С люстры свисала петля, сделанная из бельевой веревки.
— А это еще что?
— Это, — гордо поведала Аська, — я вешаться хотела. В последний миг передумала. Чудо спасло!
— Итак, — сказала Вика, докурив третью сигарету. — Резюмируем. Твой дед, товарищ Стрыйковский, сталинский прихвостень и создатель ГУЛАГа, построил адского монстра. Потом состряпал комплот и с тем почил. Боевой товарищ дедушки, мирный пенсионер-заговорщик, шантажом и угрозами вовлек тебя в дедушкин заговор, и теперь ты влип по уши. Так?
— Так, — мрачно согласился Сигизмунд.
— Что собираешься делать? Отдавать свою квартиру вандалам? А вдруг их сюда целое племя принесет?
— Запросто, — поддакнула Аська. У нее загорелись глаза. — Надо, Морж, идти в ментовку и каяться. У меня тут было тяжелый период, я каждый день ходила к батюшке в церковь и каялась, каялась… во всем каялась. О чем вспомню, в том и…
— Да нет, какая тут ментовка, — сказал Сигизмунд.
— Слушай, Виктория, — вдруг насторожилась Аська, — а что, если он нас с тобой парит?
— Не парит. Попроси, он тебе доказательства покажет.
— Своди нас лучше в Анахрон, Морж. Ну своди, чего тебе стоит? Там что, пещера Лихтвейса, да? Там есть озеро?
— Колодец. А в колодце злой Горлум.
— Да, — задумчиво сказала Вика, — про ментов лучше забыть. Никто нам не поможет. Против призрака коммунизма не попрешь.
Сигизмунд чувствовал, что засыпает. Усталость брала свое. Аська ткнула его твердым кулачком в плечо.
— Ты, Морж, главное — не ссы. И ни в чем не сознавайся. А если менты тебе подземным Анахроном тыкать начнут с отпечатками — говори, будто случайно нашел. Или еще лучше — кричи, мол, они сами же тебе его и подбросили! Меня раз с марь-иванной взяли, так я…
Вика вдруг проговорила что-то на вандальском языке. Сигизмунд устало посмотрел на нее. Вика хмыкнула.
— Я сказала: утро вечера мудренее, по утрам могучий юноша-вождь Сигизмунд Борисович не такой бесноватый.
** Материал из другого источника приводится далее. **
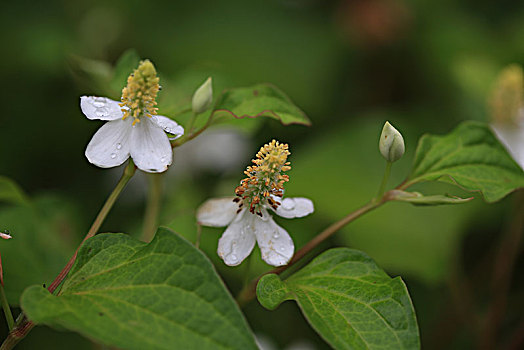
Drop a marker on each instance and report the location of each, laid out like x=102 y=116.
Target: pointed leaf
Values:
x=349 y=301
x=472 y=157
x=261 y=100
x=133 y=295
x=418 y=198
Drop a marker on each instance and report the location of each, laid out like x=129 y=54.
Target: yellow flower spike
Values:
x=264 y=179
x=507 y=96
x=139 y=96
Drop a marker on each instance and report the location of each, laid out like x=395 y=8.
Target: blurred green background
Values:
x=350 y=65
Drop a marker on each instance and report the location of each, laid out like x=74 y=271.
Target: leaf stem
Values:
x=385 y=179
x=248 y=292
x=199 y=233
x=24 y=326
x=154 y=201
x=7 y=309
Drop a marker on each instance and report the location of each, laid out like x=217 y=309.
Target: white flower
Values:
x=244 y=228
x=133 y=129
x=506 y=103
x=512 y=137
x=247 y=216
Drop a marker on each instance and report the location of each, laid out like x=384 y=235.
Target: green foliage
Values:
x=418 y=198
x=43 y=239
x=261 y=100
x=10 y=192
x=349 y=301
x=133 y=295
x=472 y=157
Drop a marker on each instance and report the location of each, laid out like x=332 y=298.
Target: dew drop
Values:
x=99 y=102
x=102 y=112
x=288 y=204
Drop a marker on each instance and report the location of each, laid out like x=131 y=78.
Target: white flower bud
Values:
x=203 y=97
x=391 y=143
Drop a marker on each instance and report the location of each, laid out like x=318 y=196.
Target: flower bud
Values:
x=203 y=97
x=391 y=143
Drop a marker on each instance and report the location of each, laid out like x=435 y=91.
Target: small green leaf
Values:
x=261 y=100
x=10 y=192
x=349 y=301
x=418 y=198
x=472 y=157
x=133 y=295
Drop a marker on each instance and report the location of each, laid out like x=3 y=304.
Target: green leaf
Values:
x=10 y=192
x=472 y=157
x=261 y=100
x=133 y=295
x=43 y=238
x=349 y=301
x=418 y=198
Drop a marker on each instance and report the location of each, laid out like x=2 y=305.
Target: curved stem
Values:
x=154 y=200
x=7 y=309
x=25 y=325
x=249 y=291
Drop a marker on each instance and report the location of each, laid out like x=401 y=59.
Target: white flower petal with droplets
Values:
x=295 y=207
x=150 y=147
x=101 y=108
x=513 y=139
x=110 y=145
x=238 y=240
x=217 y=212
x=169 y=126
x=275 y=243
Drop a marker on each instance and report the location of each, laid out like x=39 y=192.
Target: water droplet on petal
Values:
x=102 y=112
x=288 y=204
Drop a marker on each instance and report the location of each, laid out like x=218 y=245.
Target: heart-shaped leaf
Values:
x=472 y=157
x=133 y=295
x=349 y=301
x=261 y=100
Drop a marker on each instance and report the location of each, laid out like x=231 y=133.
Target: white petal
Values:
x=238 y=240
x=110 y=145
x=295 y=207
x=100 y=108
x=169 y=126
x=217 y=212
x=275 y=244
x=513 y=139
x=150 y=147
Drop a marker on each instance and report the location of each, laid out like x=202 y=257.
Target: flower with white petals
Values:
x=248 y=217
x=133 y=128
x=507 y=111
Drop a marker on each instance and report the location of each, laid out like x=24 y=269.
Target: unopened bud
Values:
x=391 y=143
x=203 y=97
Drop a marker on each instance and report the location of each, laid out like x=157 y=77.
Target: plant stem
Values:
x=249 y=291
x=199 y=233
x=191 y=123
x=25 y=325
x=7 y=309
x=385 y=179
x=154 y=200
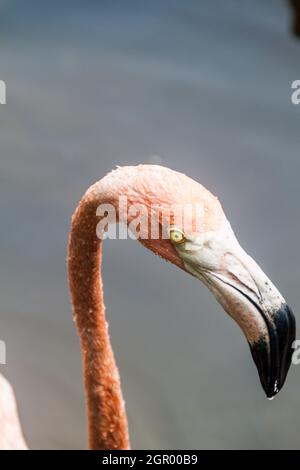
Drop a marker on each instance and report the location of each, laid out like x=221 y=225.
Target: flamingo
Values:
x=211 y=254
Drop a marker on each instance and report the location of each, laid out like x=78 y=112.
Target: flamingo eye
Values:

Аська заявила, что сигизмундов флэт надобно освобождать, ибо от пипла на флэту не продохнуть. И вообще ей, Аське, выспаться бы надо. А то завтра на репетиции день-деньской прыгать-плясать.
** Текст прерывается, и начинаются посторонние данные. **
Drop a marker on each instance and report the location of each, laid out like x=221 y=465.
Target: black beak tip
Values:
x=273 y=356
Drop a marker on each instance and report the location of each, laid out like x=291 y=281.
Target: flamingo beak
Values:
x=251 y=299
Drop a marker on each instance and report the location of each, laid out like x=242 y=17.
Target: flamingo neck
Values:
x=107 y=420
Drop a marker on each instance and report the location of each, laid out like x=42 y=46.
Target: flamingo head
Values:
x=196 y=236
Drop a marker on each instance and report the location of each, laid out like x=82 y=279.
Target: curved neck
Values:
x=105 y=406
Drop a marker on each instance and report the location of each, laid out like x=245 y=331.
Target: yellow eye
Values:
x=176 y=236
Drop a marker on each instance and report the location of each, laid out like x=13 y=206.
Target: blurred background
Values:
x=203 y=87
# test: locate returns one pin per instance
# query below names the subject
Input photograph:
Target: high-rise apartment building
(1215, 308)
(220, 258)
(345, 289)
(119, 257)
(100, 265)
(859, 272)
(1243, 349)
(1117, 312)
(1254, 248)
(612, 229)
Сестрицы двинулись к выходу, стали возиться с шубами и сапогами.
— Куда? Простудитесь! — вскинулся Сигизмунд. Вот еще не хватало… — Погодите, хоть на машине вас отвезу.
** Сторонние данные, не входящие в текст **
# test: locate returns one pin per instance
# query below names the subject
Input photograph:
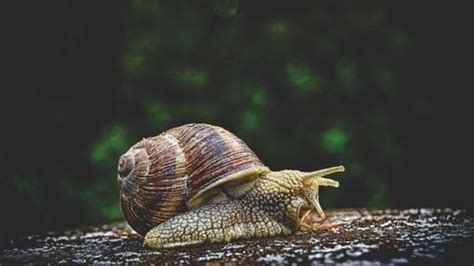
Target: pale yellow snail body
(199, 183)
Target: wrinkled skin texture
(272, 207)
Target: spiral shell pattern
(158, 175)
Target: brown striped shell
(182, 168)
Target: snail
(199, 183)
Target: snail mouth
(133, 167)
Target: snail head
(313, 180)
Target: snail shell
(180, 169)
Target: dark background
(383, 87)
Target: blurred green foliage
(289, 85)
(306, 85)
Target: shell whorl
(158, 175)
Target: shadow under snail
(199, 183)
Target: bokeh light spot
(334, 140)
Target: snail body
(199, 183)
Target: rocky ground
(433, 236)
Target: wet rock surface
(389, 236)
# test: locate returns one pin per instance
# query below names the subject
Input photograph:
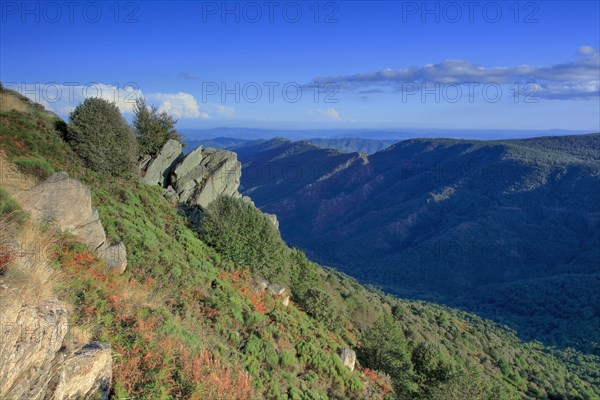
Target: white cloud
(219, 109)
(179, 105)
(587, 50)
(574, 80)
(327, 113)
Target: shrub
(99, 134)
(153, 129)
(244, 235)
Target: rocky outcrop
(273, 219)
(86, 373)
(32, 356)
(348, 357)
(67, 204)
(31, 338)
(276, 289)
(158, 169)
(195, 179)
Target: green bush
(101, 137)
(244, 235)
(34, 166)
(152, 128)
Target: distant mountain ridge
(458, 221)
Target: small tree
(153, 128)
(384, 348)
(99, 134)
(244, 235)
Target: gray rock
(248, 200)
(159, 169)
(191, 161)
(348, 357)
(61, 201)
(171, 195)
(273, 219)
(86, 373)
(31, 338)
(193, 213)
(261, 284)
(115, 256)
(143, 163)
(33, 362)
(205, 174)
(67, 204)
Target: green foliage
(152, 128)
(180, 296)
(384, 348)
(100, 135)
(319, 304)
(35, 166)
(10, 209)
(242, 234)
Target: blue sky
(391, 64)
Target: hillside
(186, 320)
(343, 145)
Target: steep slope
(186, 321)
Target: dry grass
(28, 276)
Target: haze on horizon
(298, 65)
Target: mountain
(509, 229)
(221, 308)
(343, 145)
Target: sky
(314, 65)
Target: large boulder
(159, 168)
(31, 338)
(67, 204)
(34, 363)
(348, 357)
(204, 174)
(87, 373)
Вышли во двор. Аська вдруг повернулась к Сигизмунду и сказала ему вполголоса:
— Знаешь, Морж, это все-таки твои родственники. Попробуй не смотреть на них как на врагов. Они ничего мужики… Славные. Человеку, Морж, нужна надежная опора в этом качающемся мире.
Случаются у Аськи такие всплески человечности. Всякий раз они вызывали у Сигизмунда удивительно теплые чувства.
В гараже пахло. Несильно, но однозначно. Ошибиться невозможно. Ощутимо несло падалью.
С чего бы это? Когда с Вавилой заходили, вроде бы, попахивало, но тогда Сигизмунд не придал этому значения. Сейчас запашок стал, вроде бы, сильнее.
Ох какие неприятные мысли кольнули Сигизмунда!
Аська всунулась в гараж, потянула носом.
— Что у тебя там, Морж? Чем у тебя воняет?
— Я же вам растолковывал. Это дедова сигнализация. Так, Асенька, пахнет тайна, — ответил Сигизмунд.
— Сдох кто-то, что ли?
— Скорее, народился… Поехали.
Всю дорогу они молчали, девицы кемарили, Сигизмунд пытался не спать. Один раз стукнулся лбом о руль — заснул-таки. Потребовал, чтоб Аська пела.
Полусонная Аська спросила:
— У тебя в машине магнитофон есть?
— А что?
— Он техника, он спать не хочет…
И сунула Сигизмунду кассету, вынув ее из кармана.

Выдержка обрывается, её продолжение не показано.